Research in Radio Astronomy

• Tracking system hardware and software development and operation.
• Microwave resonator design, electromagnetic simulation, construction and testing.
• Cryogenic ultra-low noise amplifier design and testing.
• Development and testing of the low noise block, which includes filters, a stage amplifier, a local oscillator and a down-converting mixer.
• Data acquisition and analysis software development using Marina and two spectrum analyzers with GPIB interfaces.
• Development of a digital signal processing (DSP) instrument using ultra-fast analog-to-digital conversion (ADC) and field-programmable gate arrays (FPGA).
• Determination of the velocities and velocity distributions of atomic hydrogen clouds in the Milky Way galaxy using analysis of Doppler-broadened and shifted spectral profiles of the F=1->0 (1.4 GHz) transition in atomic H.
• Hydrogen cloud velocity distributions in nearby galaxies.
• Study of molecular OH clouds in the Milky Way at 1.6 GHz.
• Observation of pulsars and determination of variations in the pulse rate.

Research in Solar Physics

• Imaging of the coronasphere of the sun at 1.4 GHz can be performed with the radio telescope hardware and a program designed to construct an image.
• The PicoSatellite Program ground station has Yagi-Uda antennas that can be used to image the sun at 150 and 440 MHz. Development of a tracking and imaging program for this specific hardware is needed.
• Design and construction of high-gain helical antennas and receivers at 2.4, 5 and 10 GHz will enable more detailed information from the sun.
• Correlation of RF observations with many other sources of information from satellites and ground instruments will contribute to the effort to understand solar and solar wind dynamics.
• For optical observations of the surface of the sun, a digital micro-mirror array (DMA) can also be used as a filter of spatial frequency components of an image. Spatial frequency components of the visible light emission from the surface of the sun can be scanned at the rate of 13 kHz. The goal is to search for large scale spatial correlations in the surface emission.

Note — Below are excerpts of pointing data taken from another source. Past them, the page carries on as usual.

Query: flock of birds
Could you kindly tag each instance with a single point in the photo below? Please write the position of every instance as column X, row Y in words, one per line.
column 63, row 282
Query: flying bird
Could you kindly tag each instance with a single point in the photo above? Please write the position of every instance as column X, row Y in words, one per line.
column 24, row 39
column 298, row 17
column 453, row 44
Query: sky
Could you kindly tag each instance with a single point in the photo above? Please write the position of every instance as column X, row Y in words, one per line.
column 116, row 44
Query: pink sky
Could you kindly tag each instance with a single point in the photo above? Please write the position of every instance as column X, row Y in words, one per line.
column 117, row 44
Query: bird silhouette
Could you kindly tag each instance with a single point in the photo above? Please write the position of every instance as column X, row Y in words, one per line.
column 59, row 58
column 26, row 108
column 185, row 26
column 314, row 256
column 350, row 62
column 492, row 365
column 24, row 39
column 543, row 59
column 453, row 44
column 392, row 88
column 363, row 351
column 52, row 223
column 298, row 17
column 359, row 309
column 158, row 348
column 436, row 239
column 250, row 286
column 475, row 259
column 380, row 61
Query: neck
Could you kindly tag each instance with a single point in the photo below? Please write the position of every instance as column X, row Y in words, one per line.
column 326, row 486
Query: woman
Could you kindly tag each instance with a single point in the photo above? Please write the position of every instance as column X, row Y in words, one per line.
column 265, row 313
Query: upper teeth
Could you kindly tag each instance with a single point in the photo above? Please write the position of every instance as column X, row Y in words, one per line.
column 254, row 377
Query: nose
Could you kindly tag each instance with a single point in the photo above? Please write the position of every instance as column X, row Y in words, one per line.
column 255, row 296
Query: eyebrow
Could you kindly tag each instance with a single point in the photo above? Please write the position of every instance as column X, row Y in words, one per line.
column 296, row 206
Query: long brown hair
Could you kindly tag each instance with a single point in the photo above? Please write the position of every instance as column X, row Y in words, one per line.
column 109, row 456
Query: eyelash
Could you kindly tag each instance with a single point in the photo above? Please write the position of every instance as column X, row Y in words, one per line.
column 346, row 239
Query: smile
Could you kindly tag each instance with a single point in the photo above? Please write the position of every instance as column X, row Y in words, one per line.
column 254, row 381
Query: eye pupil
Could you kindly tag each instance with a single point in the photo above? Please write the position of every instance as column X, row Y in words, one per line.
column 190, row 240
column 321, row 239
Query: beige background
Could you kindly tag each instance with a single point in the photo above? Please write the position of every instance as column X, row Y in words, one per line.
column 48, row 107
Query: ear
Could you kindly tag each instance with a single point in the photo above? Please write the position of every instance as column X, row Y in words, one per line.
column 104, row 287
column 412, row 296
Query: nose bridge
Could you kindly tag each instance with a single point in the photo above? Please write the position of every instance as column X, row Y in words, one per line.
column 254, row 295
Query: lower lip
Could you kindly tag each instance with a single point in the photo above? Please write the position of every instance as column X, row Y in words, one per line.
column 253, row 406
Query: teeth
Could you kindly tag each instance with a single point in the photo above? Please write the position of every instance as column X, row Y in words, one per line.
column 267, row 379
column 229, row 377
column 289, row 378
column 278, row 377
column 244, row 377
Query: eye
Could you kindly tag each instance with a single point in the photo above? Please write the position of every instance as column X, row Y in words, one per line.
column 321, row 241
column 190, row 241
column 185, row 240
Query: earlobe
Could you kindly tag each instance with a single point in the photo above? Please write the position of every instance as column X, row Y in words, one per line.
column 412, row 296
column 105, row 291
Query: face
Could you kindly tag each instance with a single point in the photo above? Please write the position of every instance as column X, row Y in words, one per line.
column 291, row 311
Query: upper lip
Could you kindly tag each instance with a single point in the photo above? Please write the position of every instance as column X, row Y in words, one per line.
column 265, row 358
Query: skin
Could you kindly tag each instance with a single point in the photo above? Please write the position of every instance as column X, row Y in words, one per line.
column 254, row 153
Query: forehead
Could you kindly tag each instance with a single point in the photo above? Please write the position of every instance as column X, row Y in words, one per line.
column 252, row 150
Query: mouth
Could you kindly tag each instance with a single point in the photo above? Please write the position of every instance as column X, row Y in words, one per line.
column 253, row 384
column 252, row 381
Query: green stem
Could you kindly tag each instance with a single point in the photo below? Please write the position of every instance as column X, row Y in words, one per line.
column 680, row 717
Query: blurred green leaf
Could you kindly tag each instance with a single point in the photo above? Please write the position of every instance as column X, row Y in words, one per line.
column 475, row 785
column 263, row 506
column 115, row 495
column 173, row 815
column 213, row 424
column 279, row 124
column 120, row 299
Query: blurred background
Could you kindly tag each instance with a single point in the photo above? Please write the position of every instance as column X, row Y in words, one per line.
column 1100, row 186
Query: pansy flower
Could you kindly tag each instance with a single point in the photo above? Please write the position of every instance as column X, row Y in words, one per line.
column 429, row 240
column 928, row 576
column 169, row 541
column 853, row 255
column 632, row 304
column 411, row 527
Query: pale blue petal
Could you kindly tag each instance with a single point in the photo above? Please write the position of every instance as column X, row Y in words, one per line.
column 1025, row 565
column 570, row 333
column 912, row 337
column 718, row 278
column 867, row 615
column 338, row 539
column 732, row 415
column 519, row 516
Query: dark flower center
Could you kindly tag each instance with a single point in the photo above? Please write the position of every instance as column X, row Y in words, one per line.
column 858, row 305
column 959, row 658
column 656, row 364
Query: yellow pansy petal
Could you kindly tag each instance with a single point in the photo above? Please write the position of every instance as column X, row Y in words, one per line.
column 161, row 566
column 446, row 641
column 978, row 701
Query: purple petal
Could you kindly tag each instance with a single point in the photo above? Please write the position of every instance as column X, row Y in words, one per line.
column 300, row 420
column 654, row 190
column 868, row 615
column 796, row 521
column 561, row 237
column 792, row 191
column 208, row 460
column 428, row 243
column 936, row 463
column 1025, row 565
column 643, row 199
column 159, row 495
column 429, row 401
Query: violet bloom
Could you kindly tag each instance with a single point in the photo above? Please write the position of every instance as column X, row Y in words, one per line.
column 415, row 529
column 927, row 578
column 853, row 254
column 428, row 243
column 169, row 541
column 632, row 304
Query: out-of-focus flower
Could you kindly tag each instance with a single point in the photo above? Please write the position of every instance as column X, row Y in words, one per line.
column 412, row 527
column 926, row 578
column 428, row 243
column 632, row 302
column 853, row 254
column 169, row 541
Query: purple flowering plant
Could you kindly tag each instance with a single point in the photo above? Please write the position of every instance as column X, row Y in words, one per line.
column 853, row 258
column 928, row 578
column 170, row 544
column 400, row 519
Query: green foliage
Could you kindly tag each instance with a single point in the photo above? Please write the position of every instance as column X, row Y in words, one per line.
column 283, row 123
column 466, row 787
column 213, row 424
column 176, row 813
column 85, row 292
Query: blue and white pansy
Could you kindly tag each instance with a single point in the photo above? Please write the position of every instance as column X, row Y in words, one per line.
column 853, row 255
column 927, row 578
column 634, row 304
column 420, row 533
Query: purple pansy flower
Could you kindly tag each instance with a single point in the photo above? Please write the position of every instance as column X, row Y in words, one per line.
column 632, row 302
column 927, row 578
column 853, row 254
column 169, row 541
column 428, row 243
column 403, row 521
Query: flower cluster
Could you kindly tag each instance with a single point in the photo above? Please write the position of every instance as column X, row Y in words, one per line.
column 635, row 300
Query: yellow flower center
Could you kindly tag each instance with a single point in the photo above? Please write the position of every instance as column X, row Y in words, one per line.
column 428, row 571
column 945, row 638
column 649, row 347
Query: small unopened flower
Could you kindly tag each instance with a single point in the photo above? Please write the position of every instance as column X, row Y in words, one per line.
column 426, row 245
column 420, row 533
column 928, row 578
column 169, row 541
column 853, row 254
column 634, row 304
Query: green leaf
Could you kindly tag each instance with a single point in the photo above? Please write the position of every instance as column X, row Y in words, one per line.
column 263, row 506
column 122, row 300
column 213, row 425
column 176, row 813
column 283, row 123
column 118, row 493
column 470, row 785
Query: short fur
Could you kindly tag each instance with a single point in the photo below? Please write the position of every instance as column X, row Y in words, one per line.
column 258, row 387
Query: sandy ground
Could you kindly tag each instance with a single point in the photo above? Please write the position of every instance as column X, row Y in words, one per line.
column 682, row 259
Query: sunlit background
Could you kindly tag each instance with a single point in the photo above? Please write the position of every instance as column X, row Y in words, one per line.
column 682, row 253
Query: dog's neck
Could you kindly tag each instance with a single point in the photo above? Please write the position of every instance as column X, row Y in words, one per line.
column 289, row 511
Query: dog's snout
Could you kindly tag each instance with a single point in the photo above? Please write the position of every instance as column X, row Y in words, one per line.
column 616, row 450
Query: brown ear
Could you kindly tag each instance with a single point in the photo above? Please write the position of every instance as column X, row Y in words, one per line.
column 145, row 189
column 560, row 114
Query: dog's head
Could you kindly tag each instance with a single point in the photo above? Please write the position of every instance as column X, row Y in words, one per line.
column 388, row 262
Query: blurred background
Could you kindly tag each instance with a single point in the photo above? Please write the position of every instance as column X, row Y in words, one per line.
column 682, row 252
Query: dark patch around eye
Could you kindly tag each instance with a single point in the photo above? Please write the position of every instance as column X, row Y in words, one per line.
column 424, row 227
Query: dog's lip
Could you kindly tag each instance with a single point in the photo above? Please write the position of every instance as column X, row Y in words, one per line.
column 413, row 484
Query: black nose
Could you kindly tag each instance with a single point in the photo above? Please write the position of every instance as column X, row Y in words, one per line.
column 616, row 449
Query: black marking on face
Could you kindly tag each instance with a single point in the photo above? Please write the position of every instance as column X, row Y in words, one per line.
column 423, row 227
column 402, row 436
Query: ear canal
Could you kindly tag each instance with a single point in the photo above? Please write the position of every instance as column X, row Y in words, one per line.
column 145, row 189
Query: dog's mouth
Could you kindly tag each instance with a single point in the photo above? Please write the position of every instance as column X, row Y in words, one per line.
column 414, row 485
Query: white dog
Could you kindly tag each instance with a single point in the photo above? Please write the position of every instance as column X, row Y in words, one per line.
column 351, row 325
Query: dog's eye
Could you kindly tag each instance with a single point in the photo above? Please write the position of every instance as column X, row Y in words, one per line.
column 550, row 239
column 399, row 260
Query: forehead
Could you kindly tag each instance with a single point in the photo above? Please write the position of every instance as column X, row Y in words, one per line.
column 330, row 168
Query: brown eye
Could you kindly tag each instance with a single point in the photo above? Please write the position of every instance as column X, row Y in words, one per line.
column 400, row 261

Research in Optical Astronomy

• A digital micro-mirror array (DMA) can be used in the primary focal plane of a telescope to eliminate bright objects. Thus, long exposures can be taken of weakly emitting objects. Mechanical and optical interfacing of the DMA to Cassegrain telescopes is ongoing activity.
• An advanced program to communicate with the DMA through the FPGA interface is needed.
• Studies of dim companions of a bright star in a binary system can be performed using the DMA and a ultra-low noise CCD camera.
• A circumstellar disc is the swirling mass of dust and gas in which planets form. Such discs are primary targets for research.
• Optically dim galaxies and the outer regions of bright galaxies can be studied by eliminating bright foreground stars.
• The Pine Mountain Observatory, operated by the U of O, can provide observing time.

Outreach Programs in Astronomy and Astrophysics

• Real-time web pages for radio astronomy activities and solar observations will be developed for the OSU community and for schools and museums throughout Oregon.
• Society of Physics Students and the OSU Space Society organize outreach activities on campus and within the Willamette Valley.
• Evergreen Aviation and Space Museum in McMinnville will be a major collaborator for this effort.

Grants and Scholarships

• The Oregon NASA Space Grant Consortium awards grants and scholarships to students throughout Oregon. Some recent recipients are:
  • Shaun Kibby, Jeff Holmes and Kris Paul for the radio telescope project.
  • Teal Pershing for the spatial frequency analysis of visible emission from the solar surface.
  • Evan Marshall for the PicoSatellite Project.

NASA Internships

• Summer internships abound at NASA facilities.
• Recent student interns:
  • Kris Paul at Ames Research Center in Mountain View, CA, Summer 2010 : Data mining the galactic red-shift database.
  • Chris Holmes-Parker at Ames Research Center in Mountain View, CA, Summer 2010 : Artificial intelligence in satellite arrays.
  • Mason Keck at Goddard Space Flight Center in Greenbelt,MD, Summer 2011: X-ray astrophysics and the analysis of a new x-ray telescope design.

Radio Astronomy Observatories

• The National Radio Astronomy Observatory has numerous opportunities for students.
• The Arecibo Observatory part of the National Astronomy and Ionosphere Center (NAIC) , has research opportunities for students. The Arecibo radio telescope is the largest single collector, being 305 m (1000 feet) in diameter and 167 feet deep.